Eighty minutes, no interval. On stage are two women; the eponymous schoolgirl and a cynical, world-weary bartender. Laura Woodward and Bryony Davies have almost nothing to fall back on – the barest of sets, a sparse sound design and, for half of the play, literally no lighting. Even the fire exit signs have been turned off to create a bold, ambitious vision of a dystopian future.
In this imagined future – eerily believable, it has to be said – ordinary life is interrupted on an unpredictable basis by total blackouts. The world is violent and uncertain, and there are almost no customers in Bell’s bar. Just one schoolgirl, Steph, who is searching desperately for a friend who was lost in the blackouts.

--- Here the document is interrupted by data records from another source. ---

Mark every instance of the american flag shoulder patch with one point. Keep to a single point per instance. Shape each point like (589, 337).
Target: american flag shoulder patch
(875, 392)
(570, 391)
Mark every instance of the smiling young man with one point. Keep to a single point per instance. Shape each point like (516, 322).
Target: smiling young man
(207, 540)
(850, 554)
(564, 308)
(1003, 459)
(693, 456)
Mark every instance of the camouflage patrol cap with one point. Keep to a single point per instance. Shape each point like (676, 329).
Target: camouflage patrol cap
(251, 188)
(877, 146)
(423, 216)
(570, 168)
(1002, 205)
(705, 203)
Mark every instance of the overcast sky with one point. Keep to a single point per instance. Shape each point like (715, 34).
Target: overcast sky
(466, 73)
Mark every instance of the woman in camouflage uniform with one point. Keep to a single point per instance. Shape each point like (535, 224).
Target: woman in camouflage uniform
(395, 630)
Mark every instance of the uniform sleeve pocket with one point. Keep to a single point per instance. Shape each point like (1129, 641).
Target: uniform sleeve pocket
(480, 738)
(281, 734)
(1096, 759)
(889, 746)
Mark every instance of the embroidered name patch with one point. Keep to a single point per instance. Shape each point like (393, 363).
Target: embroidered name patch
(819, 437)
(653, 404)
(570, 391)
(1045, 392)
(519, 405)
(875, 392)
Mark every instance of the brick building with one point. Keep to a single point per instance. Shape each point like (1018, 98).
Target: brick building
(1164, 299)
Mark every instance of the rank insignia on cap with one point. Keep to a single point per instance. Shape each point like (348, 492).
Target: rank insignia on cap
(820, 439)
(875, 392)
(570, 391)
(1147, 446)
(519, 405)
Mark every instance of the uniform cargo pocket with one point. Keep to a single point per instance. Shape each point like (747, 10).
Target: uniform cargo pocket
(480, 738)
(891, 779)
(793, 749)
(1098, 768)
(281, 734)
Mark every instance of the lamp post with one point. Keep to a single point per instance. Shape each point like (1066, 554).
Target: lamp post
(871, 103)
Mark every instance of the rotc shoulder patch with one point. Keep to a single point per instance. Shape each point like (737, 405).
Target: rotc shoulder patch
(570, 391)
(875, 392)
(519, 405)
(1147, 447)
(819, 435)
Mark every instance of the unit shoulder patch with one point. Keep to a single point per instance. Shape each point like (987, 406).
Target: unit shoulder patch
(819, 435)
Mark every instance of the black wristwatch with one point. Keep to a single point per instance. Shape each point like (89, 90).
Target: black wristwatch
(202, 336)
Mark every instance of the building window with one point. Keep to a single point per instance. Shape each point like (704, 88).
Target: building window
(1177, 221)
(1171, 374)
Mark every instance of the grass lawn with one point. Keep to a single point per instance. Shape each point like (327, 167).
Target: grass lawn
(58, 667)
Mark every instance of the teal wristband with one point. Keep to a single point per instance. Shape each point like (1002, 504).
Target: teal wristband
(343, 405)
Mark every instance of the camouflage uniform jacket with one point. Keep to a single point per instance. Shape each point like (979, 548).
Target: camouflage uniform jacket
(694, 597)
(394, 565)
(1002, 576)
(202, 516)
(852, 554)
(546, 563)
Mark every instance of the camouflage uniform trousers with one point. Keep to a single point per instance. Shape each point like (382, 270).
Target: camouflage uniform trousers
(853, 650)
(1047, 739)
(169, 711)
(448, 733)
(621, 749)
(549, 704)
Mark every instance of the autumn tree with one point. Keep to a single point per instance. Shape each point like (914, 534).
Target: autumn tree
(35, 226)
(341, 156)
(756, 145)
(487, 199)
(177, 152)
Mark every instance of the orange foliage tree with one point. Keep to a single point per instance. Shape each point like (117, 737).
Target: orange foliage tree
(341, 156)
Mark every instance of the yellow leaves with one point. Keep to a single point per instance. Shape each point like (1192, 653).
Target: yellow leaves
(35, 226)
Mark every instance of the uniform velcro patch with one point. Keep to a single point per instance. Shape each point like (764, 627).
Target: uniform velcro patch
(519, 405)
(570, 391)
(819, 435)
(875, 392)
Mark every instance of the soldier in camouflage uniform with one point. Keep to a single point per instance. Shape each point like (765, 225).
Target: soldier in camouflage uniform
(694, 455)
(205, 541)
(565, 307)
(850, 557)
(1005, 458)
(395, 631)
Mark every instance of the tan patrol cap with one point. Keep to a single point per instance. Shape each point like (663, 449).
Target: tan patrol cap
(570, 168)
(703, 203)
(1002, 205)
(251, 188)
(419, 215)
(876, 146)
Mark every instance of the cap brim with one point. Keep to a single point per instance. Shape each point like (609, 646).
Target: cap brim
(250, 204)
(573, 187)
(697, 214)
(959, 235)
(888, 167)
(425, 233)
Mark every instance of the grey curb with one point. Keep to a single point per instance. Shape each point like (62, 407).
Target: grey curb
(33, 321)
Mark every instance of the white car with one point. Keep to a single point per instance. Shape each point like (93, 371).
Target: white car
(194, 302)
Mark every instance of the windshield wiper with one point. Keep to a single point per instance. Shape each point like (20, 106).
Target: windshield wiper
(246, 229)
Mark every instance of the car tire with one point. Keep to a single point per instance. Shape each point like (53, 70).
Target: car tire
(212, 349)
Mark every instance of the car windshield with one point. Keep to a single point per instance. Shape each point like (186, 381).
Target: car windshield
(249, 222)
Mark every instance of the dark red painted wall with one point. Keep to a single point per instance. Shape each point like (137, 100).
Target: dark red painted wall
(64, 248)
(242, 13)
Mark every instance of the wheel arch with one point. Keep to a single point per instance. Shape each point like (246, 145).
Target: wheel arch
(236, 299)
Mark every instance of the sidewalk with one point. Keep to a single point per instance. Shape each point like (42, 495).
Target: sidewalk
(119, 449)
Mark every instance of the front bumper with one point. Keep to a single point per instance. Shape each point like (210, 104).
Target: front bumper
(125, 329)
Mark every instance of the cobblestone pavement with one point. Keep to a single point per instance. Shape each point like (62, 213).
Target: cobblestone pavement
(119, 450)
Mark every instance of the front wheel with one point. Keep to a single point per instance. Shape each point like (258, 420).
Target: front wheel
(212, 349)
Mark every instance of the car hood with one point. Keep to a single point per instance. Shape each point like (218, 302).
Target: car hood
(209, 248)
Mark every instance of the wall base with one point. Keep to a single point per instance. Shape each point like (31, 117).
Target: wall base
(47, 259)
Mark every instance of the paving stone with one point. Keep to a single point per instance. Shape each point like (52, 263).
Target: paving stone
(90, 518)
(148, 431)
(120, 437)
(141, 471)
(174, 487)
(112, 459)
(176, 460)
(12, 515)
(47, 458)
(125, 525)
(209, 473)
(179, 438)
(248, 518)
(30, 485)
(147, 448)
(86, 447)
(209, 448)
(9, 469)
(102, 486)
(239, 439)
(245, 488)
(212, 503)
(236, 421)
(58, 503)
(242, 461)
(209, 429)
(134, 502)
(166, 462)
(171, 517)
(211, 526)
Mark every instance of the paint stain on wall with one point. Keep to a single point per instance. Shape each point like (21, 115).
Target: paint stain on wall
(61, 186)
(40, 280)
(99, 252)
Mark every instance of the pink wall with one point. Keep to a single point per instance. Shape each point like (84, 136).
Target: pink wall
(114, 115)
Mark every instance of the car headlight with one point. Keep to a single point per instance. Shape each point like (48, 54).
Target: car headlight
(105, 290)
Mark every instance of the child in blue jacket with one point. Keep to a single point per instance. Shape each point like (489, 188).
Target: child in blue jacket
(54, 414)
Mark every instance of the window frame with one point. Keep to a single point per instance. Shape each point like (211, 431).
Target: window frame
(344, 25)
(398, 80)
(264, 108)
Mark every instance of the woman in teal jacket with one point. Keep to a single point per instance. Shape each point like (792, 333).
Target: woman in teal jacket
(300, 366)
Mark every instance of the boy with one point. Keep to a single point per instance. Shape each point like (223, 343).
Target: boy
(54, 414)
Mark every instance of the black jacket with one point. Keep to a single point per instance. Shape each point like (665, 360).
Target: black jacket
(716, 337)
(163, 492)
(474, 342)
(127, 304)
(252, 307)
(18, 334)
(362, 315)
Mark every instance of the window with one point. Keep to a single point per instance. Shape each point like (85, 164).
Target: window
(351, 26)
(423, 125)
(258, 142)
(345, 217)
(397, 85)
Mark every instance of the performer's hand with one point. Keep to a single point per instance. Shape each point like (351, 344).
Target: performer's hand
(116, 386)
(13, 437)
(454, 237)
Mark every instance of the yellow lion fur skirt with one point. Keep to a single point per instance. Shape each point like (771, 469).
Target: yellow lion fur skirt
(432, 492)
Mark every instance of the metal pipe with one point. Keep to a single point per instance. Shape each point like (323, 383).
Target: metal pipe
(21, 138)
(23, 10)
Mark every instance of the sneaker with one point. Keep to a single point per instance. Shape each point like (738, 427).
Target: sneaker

Lulu Raczka’s script is smart and haunting and direction by Ali Pidsley is very clever. The first section of the play, in which the chaotic world outside is created in disorienting flashes of light and sound, pays dividends as we come to the main event of the play; one night in which Bell and Steph must work together to investigate the disappearance. The night – and the atmosphere in the auditorium – intensifies as another blackout plunges audience and characters alike into darkness.
It is ambitious. But it is effective, and credit for that must go in no small part to Woodward and Davies – with so few props or technical elements, it is their storytelling ability that draws us into this nightmarish world. It’s an interesting choice to cast Woodward – an actress clearly in her twenties – as a fifteen year old school girl, and not one that always works. However, in many places they are wonderful to watch, with a believable and compelling dynamic, and their journey towards friendship genuinely sweet.
All in all, A Girl in a School Uniform is a piece of very exciting new writing, and although it could probably still do with a few judicious cuts it is very much worth seeing. Haunted by the spectre of male violence against women it could hardly be more timely, and the vivid world the company has created is likely to stay with you.